Buddhism has many concepts that can be open to misinterpretation. A philosophy or a religion that seeks to end human suffering shouldn’t be able to create doubts, but it still does. Why is that so? Below I’ll go into details about whether Buddhism is optimistic or pessimistic by diving deeper into its key concepts.

Death is only natural

Any theory that defends death as a natural part of the living process tends to be considered pessimistic. There is no way of preparing yourself for death, if you don’t aren’t truly thinking it over. When you imagine dying or losing your loved ones, that process tends to bring up many negative emotions.

We tend to mistake uncomfortable truths as pessimistic. This is not true. Shopping for milk because there’s only half a gallon left in the fridge doesn’t mean I’m a pessimist. It means I’m thinking ahead, and anticipating that loss so it doesn’t catch me offguard on a busy morning.

Milk is just milk, right? Milk is not my relative, my kid, or myself. Buddhists believe that everything has the same nature: things are impermanent, doomed to perish at some point. This is realistic, not pessimistic. But, yes it’s really uncomfortable.

There is no me

This is another concept that’s often misunderstood. The absence of the individual is not the same as the absence of individuality. Jung developed the concept of individuality which refers to our own unique gift, which we share with the world.

There are many variables that come into play when we discuss individuality. These are the stereotypes we were led to believe, the dogmas we’ve accepted throughout life and our responses to the experiences we’ve faced. All these build individuality. This becomes a big part of who we think we are.

Buddhism talks about the individual self. The Ego centered way of thinking. This is not the complete way to view reality though.

We’re nothing but a grain of sand in a wonderful dune. There are lots of grains in there. None of which are equal to another in form, composition, and place they occupy. Yet that grain alone represents nothing. It’s only granted meaning when seen as a part of a whole

We are the grains. Each one of us is a grain formed from our personality, background, history, and temperament. Alone we’re not much, in a sand dune we become whole. The importance of the grain of sand comes from the place it holds in the Cosmos. This is another concept that’s once again realistic (even though much more difficult to understand than the previous one) and realistic.

Karma is not a bad thing

Karma is one of the best known Buddhist concepts that gets misinterpreted.

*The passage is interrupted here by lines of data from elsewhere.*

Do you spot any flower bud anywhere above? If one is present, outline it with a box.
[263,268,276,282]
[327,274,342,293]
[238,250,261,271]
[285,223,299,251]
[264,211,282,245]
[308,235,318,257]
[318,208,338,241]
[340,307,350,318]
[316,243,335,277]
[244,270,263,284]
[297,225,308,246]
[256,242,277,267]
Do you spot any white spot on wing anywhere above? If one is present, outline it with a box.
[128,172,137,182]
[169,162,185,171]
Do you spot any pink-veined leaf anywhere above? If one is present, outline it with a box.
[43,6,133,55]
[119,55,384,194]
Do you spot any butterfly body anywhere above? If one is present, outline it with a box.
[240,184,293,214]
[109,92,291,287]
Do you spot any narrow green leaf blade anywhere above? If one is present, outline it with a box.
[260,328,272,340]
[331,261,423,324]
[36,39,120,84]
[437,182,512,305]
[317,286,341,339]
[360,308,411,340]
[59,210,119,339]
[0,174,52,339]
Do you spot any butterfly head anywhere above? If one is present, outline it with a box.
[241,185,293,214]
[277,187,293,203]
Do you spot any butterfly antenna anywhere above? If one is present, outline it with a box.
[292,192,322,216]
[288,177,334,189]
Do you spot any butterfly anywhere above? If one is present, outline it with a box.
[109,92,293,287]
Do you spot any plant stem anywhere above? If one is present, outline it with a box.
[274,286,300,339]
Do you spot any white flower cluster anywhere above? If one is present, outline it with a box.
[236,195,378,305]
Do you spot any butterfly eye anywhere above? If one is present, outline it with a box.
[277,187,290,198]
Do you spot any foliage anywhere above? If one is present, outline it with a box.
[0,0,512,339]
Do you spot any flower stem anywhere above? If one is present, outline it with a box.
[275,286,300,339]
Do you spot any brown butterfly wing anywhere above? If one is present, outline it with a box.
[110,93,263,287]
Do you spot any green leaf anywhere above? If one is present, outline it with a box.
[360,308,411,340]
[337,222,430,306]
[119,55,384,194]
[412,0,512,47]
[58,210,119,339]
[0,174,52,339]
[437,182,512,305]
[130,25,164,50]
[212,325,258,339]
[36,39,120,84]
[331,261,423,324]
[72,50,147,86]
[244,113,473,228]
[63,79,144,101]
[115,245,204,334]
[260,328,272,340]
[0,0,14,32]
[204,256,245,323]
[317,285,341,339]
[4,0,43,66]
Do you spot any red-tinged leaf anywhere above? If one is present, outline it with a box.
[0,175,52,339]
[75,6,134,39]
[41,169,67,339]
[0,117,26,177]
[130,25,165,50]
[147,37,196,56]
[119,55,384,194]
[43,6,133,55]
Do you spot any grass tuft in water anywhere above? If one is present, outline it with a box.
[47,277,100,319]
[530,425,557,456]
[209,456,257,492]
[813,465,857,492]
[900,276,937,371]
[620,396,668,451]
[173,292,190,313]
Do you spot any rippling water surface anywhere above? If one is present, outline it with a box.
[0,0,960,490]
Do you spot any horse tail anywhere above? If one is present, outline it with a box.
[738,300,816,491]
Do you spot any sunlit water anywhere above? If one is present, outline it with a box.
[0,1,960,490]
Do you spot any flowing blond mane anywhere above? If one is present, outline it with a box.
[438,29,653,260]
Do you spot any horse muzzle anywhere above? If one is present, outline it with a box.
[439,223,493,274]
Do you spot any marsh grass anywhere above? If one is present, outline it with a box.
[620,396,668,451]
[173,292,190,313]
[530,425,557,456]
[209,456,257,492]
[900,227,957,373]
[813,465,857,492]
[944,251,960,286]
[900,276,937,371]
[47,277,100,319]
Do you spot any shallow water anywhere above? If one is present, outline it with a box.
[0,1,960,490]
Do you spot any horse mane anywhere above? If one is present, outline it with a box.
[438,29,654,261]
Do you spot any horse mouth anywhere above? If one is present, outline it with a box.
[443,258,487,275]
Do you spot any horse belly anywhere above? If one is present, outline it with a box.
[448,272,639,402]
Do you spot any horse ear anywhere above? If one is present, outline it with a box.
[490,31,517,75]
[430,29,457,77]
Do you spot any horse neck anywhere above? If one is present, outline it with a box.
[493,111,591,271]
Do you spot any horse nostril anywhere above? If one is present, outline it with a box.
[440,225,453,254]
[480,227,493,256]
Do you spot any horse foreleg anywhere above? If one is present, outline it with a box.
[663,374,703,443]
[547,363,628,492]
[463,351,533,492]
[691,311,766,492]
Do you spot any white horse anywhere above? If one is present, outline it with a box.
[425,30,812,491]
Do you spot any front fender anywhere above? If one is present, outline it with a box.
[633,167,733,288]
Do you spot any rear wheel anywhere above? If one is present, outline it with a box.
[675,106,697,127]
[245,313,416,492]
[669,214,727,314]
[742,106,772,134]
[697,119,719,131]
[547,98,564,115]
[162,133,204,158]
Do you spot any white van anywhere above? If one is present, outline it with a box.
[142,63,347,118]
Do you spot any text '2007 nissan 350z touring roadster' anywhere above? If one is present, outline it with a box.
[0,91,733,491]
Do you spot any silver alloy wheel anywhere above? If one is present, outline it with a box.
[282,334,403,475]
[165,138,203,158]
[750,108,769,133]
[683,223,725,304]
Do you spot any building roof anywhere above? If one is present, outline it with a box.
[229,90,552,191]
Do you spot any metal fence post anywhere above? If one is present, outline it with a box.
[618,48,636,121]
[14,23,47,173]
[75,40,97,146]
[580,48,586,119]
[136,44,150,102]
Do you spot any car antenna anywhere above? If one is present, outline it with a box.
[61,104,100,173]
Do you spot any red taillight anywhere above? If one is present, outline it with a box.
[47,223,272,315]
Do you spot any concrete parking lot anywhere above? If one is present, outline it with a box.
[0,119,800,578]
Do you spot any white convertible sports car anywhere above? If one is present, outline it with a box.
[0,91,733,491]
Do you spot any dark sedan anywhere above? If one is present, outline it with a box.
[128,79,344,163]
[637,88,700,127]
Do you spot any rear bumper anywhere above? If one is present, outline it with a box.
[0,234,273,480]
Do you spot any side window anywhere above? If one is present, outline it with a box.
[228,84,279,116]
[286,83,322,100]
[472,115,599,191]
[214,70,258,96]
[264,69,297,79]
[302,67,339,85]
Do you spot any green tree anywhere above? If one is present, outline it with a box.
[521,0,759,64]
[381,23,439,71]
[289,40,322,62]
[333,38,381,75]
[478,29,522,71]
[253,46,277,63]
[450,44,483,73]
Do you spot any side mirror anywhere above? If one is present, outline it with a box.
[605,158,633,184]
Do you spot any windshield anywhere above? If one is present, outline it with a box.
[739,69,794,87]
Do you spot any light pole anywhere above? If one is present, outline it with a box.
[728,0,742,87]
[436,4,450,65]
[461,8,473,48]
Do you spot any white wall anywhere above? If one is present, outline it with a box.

People generally have negative associations with the word, as they group it with negative events. These events occur as a reaction to harmful acts carried out by the individual.

If someone in traffic makes a mistake that startles you, you may resort to name calling and sometimes even wishing the person bad things. Two streets later you realise that your tire is flat. No doubts there: Bad karma.

Now consider this situation. A mother is juggling her baby, the car keys and grocery bags in the parking lot of a supermarket. You see her and offer your help. It doesn’t matter if she accepts, or if she gets scared. You decided to have the right intention, and to act out of kindness.

The minute you walk into your favourite store, you realise that there’s an announcement of a sudden sale of an appliance you really wanted, but didn’t have enough money for. Now, with that discount you’ll be able to buy it. You’ll probably brush this off as a coincidence, but in reality, this is positive karma.

Karma has two meanings, but we gravitate to the negative one. Karma is the effect witnessed from partaking in a particular act (cause). You do good, the good comes back to you. You do bad, the bad comes back to you. There’s no way you’ll harvest apples if you’ve planted beans. Karma is about the harvest. 

We could go on about many concepts that generate questions in people’s minds, leading them to the wrong conclusion that Buddhism embraces pessimism. Sometimes it will be a realistic view instead of a pessimistic one,  other times it will be a neutral view which we mistake as pessimistic.

My advice is simple, do as Buddha did. Don’t believe everything that people tell you (by people I mean books, celebrities, gurus, masters and even this article). Do your own research, apply your observations, experience life and come to your own conclusions. You are the one who determines whether Buddhists are pessimistic or optimistic.